Shaving cream linked to sperm quality issues
Scientists are warning men the compounds in their shaving cream may be causing subtle changes in their sperm, reducing their chances of becoming fathers.
The problem, they say, is a ubiquitous class of chemicals called phthalates found in, among other things, such personal-care products as body sprays, colognes, shampoo and shaving cream, as well as in food packaging (most recently in some boxed mac ’n’ cheese products).
Phthalates appear to affect the DNA in sperm cells, not by changing the genes themselves, but by attaching little chemical “tags” that stick to some parts of a sperm cell’s DNA.
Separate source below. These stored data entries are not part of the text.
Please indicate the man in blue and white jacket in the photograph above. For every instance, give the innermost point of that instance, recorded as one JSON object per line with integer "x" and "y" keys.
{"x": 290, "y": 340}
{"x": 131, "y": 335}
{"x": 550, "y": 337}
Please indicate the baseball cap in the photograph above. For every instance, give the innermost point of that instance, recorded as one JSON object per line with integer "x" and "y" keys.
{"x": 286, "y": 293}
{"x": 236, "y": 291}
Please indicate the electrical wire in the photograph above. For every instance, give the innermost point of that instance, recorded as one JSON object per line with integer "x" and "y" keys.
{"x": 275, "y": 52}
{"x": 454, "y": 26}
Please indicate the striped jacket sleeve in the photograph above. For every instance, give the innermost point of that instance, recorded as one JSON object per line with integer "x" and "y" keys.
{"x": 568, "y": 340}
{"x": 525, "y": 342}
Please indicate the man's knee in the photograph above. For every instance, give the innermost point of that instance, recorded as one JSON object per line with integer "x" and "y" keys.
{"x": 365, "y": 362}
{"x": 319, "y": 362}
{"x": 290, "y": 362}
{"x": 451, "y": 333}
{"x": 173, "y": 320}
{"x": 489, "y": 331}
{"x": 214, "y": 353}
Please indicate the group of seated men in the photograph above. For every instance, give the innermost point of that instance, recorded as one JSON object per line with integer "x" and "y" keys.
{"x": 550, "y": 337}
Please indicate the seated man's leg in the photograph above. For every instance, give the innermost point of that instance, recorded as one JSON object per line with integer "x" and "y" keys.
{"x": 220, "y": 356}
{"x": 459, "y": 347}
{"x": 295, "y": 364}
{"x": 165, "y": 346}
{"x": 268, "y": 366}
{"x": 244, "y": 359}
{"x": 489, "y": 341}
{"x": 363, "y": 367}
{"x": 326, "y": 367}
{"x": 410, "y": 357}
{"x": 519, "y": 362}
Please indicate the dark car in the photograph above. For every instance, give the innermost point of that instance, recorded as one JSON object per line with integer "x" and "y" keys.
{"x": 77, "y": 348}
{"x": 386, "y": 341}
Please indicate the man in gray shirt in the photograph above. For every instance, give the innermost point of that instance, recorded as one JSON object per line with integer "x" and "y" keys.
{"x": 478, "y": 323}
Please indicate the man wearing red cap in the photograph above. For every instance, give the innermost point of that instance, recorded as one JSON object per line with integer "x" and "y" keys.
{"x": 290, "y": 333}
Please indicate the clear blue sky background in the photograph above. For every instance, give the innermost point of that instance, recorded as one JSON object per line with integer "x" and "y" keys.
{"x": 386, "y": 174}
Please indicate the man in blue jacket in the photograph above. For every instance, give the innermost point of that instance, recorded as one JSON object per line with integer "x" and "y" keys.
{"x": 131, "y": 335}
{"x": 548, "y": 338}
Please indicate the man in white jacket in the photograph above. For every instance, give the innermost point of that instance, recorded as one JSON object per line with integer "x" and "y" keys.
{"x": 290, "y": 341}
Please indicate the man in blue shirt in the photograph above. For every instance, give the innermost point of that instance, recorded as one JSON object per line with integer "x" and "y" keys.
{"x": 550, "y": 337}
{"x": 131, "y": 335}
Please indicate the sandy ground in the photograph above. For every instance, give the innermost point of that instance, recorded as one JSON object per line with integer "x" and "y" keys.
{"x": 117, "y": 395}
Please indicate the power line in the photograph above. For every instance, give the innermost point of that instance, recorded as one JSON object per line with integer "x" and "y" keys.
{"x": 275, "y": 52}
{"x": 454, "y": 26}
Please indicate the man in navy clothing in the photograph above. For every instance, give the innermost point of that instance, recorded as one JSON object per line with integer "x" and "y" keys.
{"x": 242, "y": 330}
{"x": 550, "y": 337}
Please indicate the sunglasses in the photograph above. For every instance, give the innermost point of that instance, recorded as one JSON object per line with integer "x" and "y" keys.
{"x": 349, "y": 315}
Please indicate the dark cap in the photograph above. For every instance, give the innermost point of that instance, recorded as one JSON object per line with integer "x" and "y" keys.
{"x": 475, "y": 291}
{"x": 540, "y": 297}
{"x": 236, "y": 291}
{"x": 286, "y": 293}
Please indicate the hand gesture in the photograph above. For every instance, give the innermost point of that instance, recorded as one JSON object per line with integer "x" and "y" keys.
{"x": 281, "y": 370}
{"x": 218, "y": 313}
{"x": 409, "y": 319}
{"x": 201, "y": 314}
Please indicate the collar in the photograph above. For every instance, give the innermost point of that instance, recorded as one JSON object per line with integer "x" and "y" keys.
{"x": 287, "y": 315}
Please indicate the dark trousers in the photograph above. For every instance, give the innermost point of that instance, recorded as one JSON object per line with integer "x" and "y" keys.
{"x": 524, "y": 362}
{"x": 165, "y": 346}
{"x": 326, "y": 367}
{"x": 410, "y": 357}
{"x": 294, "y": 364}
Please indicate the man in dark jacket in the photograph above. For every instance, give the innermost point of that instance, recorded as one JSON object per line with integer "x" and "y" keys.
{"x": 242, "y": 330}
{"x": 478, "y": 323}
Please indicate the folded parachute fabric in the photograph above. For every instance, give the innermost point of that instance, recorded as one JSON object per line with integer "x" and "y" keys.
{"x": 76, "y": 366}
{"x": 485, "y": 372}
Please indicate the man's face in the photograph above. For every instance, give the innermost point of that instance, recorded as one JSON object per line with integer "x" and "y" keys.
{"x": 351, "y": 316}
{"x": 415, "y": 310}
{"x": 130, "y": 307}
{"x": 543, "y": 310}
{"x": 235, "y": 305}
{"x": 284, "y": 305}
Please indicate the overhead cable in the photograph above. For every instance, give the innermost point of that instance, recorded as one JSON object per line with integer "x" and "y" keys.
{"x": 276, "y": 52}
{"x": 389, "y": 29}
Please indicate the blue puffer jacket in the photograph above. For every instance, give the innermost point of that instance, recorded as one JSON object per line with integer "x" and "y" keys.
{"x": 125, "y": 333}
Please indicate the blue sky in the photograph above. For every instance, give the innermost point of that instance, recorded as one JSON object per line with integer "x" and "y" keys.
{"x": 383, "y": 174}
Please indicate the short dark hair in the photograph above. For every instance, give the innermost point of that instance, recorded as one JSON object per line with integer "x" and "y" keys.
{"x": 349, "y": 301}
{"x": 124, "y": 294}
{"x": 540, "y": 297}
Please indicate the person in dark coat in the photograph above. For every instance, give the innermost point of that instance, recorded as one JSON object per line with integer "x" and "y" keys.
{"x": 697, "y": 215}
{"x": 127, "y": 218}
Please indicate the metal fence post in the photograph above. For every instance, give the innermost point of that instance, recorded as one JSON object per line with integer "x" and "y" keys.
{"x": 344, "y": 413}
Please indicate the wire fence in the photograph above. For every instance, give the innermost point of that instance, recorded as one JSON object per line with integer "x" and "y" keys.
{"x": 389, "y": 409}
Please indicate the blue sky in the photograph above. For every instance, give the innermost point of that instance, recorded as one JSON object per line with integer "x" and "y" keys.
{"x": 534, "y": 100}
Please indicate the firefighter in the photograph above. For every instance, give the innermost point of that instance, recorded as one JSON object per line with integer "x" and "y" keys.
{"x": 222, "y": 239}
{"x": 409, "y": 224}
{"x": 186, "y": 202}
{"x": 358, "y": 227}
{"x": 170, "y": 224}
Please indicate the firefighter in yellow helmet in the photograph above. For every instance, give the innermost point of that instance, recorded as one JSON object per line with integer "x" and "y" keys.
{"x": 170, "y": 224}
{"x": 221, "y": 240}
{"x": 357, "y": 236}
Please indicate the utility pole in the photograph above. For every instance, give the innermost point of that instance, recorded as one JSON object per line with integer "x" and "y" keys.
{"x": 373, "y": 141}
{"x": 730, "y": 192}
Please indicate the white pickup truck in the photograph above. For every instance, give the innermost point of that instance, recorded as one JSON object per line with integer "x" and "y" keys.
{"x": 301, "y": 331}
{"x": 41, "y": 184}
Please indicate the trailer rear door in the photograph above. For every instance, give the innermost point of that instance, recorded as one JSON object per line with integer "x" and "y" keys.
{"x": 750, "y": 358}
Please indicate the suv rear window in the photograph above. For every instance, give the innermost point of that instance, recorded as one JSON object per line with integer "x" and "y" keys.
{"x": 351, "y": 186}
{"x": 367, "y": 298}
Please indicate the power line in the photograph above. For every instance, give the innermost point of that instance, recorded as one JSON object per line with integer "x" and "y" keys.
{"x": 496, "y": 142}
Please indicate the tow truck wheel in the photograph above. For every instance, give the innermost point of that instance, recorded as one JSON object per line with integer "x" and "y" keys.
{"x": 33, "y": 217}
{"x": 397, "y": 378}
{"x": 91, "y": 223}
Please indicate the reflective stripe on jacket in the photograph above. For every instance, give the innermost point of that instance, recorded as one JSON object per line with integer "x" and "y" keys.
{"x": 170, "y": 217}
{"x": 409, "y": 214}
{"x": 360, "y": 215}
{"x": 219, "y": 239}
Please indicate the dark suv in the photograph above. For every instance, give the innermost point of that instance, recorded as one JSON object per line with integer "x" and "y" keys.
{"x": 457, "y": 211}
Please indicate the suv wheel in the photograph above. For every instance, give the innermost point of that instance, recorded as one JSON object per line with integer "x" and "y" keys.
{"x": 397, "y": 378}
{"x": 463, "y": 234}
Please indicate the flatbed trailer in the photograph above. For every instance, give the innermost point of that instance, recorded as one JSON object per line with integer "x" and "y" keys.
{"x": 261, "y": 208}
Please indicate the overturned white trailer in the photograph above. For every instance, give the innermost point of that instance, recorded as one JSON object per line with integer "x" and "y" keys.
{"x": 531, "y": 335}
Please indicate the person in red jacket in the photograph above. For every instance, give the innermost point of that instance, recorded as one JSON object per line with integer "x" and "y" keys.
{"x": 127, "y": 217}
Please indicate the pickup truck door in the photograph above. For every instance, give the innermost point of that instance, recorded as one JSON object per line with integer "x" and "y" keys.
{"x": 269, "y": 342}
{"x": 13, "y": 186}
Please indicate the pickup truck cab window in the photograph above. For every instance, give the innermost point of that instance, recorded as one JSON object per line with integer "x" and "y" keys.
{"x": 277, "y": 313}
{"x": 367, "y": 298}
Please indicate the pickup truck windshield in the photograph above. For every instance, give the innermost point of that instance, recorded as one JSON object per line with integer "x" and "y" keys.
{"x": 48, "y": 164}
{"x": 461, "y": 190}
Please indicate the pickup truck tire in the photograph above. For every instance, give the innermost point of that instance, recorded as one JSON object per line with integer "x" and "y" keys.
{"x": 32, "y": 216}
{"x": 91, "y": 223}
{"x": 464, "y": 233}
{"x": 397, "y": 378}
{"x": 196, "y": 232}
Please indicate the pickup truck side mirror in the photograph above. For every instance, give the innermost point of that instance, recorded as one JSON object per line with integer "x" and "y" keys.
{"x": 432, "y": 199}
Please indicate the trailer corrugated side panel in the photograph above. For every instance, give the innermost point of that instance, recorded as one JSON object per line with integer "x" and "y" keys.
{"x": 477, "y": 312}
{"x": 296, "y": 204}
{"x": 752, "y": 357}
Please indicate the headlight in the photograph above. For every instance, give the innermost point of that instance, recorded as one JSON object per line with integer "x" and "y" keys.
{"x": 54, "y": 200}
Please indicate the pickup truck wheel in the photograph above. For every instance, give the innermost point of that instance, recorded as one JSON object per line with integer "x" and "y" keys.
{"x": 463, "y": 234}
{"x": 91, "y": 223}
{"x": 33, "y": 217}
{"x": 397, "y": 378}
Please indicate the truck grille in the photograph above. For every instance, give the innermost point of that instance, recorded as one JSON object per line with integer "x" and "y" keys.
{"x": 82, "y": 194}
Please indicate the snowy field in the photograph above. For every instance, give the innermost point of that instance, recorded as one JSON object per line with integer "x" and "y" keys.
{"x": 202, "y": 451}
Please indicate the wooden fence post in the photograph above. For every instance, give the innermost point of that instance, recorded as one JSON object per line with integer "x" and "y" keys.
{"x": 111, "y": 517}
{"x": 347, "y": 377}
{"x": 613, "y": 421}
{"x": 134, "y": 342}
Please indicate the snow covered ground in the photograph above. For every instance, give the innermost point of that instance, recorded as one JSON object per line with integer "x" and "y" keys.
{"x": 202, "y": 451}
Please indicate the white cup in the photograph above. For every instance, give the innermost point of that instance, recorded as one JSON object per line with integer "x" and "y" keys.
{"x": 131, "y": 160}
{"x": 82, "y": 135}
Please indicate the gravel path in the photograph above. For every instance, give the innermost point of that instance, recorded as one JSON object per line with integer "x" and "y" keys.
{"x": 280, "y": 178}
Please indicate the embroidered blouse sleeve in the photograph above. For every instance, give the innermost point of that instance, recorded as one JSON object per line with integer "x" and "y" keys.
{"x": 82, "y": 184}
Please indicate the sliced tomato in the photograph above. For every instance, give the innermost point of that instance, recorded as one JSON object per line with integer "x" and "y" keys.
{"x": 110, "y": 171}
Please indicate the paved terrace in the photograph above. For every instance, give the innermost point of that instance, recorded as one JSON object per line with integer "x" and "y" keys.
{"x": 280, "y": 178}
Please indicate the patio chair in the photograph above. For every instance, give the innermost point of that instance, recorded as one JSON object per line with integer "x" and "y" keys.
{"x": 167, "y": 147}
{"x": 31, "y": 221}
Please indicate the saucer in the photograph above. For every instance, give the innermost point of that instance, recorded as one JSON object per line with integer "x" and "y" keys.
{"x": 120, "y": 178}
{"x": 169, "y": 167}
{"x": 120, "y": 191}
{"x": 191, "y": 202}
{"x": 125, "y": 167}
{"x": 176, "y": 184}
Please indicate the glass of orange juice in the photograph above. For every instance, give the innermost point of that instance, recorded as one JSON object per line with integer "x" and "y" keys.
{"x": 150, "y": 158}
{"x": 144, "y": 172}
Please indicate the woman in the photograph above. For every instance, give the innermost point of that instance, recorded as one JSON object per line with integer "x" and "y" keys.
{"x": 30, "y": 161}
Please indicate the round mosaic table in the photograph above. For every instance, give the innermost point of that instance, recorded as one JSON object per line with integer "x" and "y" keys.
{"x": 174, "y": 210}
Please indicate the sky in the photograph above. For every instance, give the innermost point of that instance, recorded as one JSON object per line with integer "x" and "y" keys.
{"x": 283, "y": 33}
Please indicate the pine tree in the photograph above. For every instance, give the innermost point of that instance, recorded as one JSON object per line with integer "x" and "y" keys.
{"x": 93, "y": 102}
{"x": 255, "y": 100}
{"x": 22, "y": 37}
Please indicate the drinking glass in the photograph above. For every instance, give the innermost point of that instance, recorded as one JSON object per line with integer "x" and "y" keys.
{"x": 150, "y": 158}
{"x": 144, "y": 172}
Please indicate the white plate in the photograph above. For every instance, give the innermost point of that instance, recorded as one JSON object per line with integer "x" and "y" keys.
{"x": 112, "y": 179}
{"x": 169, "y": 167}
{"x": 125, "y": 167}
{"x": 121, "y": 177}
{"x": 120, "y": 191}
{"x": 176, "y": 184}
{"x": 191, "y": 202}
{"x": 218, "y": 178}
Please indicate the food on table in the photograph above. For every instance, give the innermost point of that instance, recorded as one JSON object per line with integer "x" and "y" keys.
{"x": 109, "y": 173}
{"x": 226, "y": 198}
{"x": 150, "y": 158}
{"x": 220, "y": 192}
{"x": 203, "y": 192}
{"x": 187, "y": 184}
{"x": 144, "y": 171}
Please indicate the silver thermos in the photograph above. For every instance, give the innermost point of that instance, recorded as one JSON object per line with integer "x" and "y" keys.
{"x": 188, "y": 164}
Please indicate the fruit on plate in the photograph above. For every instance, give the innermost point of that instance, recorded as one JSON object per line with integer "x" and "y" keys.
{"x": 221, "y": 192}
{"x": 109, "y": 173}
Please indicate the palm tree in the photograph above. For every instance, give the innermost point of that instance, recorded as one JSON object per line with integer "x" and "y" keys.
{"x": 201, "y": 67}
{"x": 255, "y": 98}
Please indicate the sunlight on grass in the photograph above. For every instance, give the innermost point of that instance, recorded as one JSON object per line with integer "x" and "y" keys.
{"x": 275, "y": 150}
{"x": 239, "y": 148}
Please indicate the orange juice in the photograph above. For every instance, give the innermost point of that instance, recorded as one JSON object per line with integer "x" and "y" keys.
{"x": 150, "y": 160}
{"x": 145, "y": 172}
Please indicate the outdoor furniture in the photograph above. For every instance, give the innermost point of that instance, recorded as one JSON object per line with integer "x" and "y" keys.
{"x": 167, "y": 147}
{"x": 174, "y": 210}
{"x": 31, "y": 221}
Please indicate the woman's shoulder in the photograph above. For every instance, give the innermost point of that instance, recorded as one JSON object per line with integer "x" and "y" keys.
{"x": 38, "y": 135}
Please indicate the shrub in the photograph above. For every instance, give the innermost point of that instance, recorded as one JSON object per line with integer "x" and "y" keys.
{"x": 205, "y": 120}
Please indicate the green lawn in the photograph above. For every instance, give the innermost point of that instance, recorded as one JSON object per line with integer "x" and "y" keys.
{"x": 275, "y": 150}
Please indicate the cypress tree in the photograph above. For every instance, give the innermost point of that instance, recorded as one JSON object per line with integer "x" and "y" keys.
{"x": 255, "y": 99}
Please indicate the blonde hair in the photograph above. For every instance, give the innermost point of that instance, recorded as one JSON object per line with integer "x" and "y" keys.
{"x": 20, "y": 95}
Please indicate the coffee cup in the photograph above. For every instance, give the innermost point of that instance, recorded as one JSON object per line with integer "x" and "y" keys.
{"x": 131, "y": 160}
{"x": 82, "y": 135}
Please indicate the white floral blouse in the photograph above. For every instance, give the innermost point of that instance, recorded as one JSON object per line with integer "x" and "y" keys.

This can make genes more or less active than usual during sperm production, a change known as an epigenetic effect.
“There has always been this heavy concern in the past with expectant moms not smoking and not drinking, for example, to protect the fetus,” lead author Richard Pilsner, an environmental health scientist at the University of Massachusetts Amherst, said in a statement.
“In this study, we see that dad’s environmental health contributes to reproductive success.”
Spermatogenesis — sperm production — is a 72-day process, he added. “Our study shows that this preconception time-period may represent an important development window by which environmental exposures may influence sperm epigenetics, and in turn, early life development,” Pilsner said.
There’s long-standing evidence of sperm changes through epigenetics, but phthalates appear to be a new source and may be contributing to an apparent global slump in sperm counts.